Re: Using Optoisolators at 115200 baudrate

Tue Jun 30, 2020 10:08 am

Another option might be to use an isolator designed for higher speed signals like the H11L1 https://www.rapidonline.com/isocom-h11l ... or-58-0858

I've used these at 115200 but with 5V on both sides. The data sheet says Vcc is OK down to 3V so should be OK on the Pi Rx side.

PeterO
Discoverer of the PI2 XENON DEATH FLASH!
Interests: C,Python,PIC,Electronics,Ham Radio (G0DZB),1960s British Computers.
"The primary requirement (as we've always seen in your examples) is that the code is readable. " Dougie Lawson

njh
Posts: 78
Joined: Wed Aug 09, 2017 2:07 pm

Re: Using Optoisolators at 115200 baudrate

Sat Jul 04, 2020 10:55 am

Just some random extra suggestions for debugging
  • Just with a mutlimeter you should be able to measure high and low state voltages (with some bodge to make the output stick low).
  • If you can transmit repeated byte values like 0xF0 or 0x55 you should get a middling DC voltage and it should be about the same in both cases.

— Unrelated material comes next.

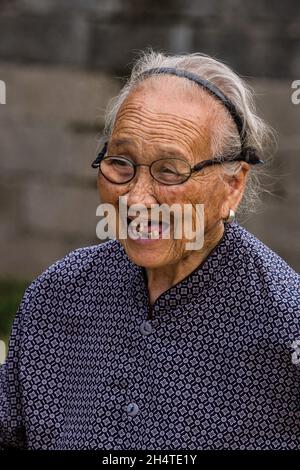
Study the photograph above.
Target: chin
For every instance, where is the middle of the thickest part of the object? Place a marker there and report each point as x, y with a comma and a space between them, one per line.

You might also be able to measure their frequencies too (but multimeter AC measurements won't to be accurate at those frequencies).
  • Test the UART is set up correctly on the Pi by looping Tx to Rx. Then try opto-coupling the Pi to itself (both sides 3.3V)
  • Try using smaller values for Rl, like say 220R (3.3V) or 390R (5V). That should in turn allow smaller values for Rpu.
  • Your first configuration is the more common one, I think. It probably makes no difference with CMOS logic.

danjperron
Posts: 3503
Joined: Thu Dec 27, 2012 4:05 am
Location: Québec, Canada

Re: Using Optoisolators at 115200 baudrate

Sat Jul 04, 2020 12:59 pm

A simple note from the PDF file of the LTV-816.

The cutoff frequency is 100KHz. it won't work for 115Kbaud!